In Jan 2010 my good friend and TaeKwon Do instructor was on a business trip to Port-au Prince Haiti. 5 minutes after checking into his hotel the earthquake happened and he was crushed and killed. His name is Tran Trei Quan, at the time he was President of the International TKD Federation (ITF).
Departure
During the following year I spent some time raising a few dollars for the recovery efforts in Haiti. I also wrote a plan, an idea for helping the Haitian people to rise up and out of their poverty. The plan in short was to start teaching TKD in all of the many orphanages around the country and to train the police in TKD. The result would be a bridge between the private and public sectors of the society with a grounding basis in etiquette and moral culture. I was giving a speech one day about my ideas and there was a Haitian American in the audience. After the speech she asked to have lunch and invited me to meet a friend of hers, Marlene. Marlene is the owner of the Haitian Mission Par La Foi and just happened to be in Tampa that day. We met and had lunch, by the end of the meal she had convinced me to fly to Haiti the next day to meet the children and see the facility.

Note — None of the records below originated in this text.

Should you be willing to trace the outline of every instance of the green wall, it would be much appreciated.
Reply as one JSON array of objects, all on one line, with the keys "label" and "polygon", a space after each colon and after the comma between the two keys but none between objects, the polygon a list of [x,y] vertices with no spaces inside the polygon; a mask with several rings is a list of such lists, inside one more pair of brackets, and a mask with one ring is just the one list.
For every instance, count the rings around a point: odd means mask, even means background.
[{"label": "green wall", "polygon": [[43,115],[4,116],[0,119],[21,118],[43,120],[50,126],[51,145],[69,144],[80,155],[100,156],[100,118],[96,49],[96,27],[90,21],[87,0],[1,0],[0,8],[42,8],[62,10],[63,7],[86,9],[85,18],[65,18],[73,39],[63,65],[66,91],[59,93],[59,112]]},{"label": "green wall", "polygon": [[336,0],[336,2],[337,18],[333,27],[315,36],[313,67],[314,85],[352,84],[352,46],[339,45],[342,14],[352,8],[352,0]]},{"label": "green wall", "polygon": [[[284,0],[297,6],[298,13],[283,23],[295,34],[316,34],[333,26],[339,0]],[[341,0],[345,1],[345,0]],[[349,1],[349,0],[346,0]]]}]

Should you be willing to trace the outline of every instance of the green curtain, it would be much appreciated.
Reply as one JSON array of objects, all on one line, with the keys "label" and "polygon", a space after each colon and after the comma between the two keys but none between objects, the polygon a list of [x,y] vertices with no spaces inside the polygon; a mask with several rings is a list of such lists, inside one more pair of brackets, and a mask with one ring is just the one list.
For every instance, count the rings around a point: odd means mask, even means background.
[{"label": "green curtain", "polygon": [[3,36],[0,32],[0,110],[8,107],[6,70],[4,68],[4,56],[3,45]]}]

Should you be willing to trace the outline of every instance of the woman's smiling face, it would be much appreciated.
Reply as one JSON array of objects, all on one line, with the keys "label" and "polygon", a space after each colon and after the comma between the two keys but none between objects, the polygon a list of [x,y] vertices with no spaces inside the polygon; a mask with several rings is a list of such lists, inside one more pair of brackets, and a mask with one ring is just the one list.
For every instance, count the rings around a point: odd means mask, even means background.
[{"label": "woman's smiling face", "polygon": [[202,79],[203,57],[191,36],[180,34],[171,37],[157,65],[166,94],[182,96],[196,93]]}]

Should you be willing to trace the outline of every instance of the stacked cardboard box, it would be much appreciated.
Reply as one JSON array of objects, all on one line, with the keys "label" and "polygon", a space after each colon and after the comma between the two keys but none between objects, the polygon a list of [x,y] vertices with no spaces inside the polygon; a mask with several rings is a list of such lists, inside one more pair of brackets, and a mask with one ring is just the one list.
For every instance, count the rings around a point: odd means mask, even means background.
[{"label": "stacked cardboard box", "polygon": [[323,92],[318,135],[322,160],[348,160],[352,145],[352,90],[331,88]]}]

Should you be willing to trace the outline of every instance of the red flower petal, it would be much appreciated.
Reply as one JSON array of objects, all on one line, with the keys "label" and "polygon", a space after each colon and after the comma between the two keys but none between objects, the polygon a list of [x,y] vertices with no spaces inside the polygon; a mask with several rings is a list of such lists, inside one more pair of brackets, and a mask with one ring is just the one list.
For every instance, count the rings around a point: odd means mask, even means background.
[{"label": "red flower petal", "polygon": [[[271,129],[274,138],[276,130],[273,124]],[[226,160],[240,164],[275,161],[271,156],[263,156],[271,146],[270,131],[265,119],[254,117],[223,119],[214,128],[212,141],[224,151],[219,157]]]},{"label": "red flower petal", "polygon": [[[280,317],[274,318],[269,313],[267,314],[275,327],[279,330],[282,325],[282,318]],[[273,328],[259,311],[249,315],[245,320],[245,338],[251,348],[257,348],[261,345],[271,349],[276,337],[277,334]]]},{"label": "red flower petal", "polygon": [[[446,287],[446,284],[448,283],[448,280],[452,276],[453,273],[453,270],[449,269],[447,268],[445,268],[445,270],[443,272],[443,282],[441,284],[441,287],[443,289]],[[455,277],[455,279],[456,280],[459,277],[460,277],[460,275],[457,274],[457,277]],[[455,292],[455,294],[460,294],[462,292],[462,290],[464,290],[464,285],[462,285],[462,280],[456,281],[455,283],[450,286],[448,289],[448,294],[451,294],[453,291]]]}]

Call to Adventure and Refusal
The building she housed the children in had collapsed in the earthquake. No one was hurt but they all relocated to a cemetery caretaker’s shelter. A tin shack in the middle of the Cemetery. I stayed with them for 3 days. Toured around the neighborhood. Walked to the beach with them, ate meals with them, attended school and church services with them. There were about 26 children, Marlene, me and one other adult caretaker. At the end of the three days, before I was to fly home, Marlene and I were sitting with all the children and she asked me, “what do think of all this Peter?” I sat quietly for a few moments trying to digest all I had seen and experienced. It was very overwhelming to say the least. I felt totally consumed, it was like facing a big monster, too much for me to chew. It was really the first time in my life I felt like I had run into something too big for me to fix or take care of. As I began to express this to Marlene I started to cry. I was feeling consumed by the poverty, and yet I was the one leaving back to the States. In that moment, I had what I call my Copernican shift. My head my heart and my belly all made a 360 turn inside out. I imagined that if I had these feeling of despair, just consider how the children were feeling. In that moment I knew that I had to do something more, I could not leave them. This felt like the refusal and the call back to back as I did the 360.
Aid
There was a gentleman that gave me a ride from the orphanage to the airport that day. His name is Dimitri Azor. His father was an important person from the Jean-Claude Duvalier (Baby Doc) era of Haiti. Dimitri knows many government leaders and businessmen in Haiti. Over the next few months I was introduced to several government ministers and senators as well as the president of Haiti. He helped me apply for a contract to train the National police force in the art of TKD. He also connected me with a few people at a high level in the Digicel Corporation, and their granting division. I applied for a grant through the Digicel Corp to have a school built for the Mission Par La Foi. Within a few months I had opened a TKD school in a commercial store front owned by Dimitri and began classes. I was teaching about a dozen black belts that had been training on their own without and instructor for many years.
Crossing the Threshold
I continued to travel back and forth to Haiti over the next two years. Spending more time in Haiti than I was spending in Florida. The result was that my school and my construction business tanked. I had to shut down both businesses in Florida. I attempted to rent a house close to the TKD school in Port Au Prince. I paid a year lease up front and was cheated out of the money. I was devastated, Dimitri invited me to stay at his home while I got things sorted out.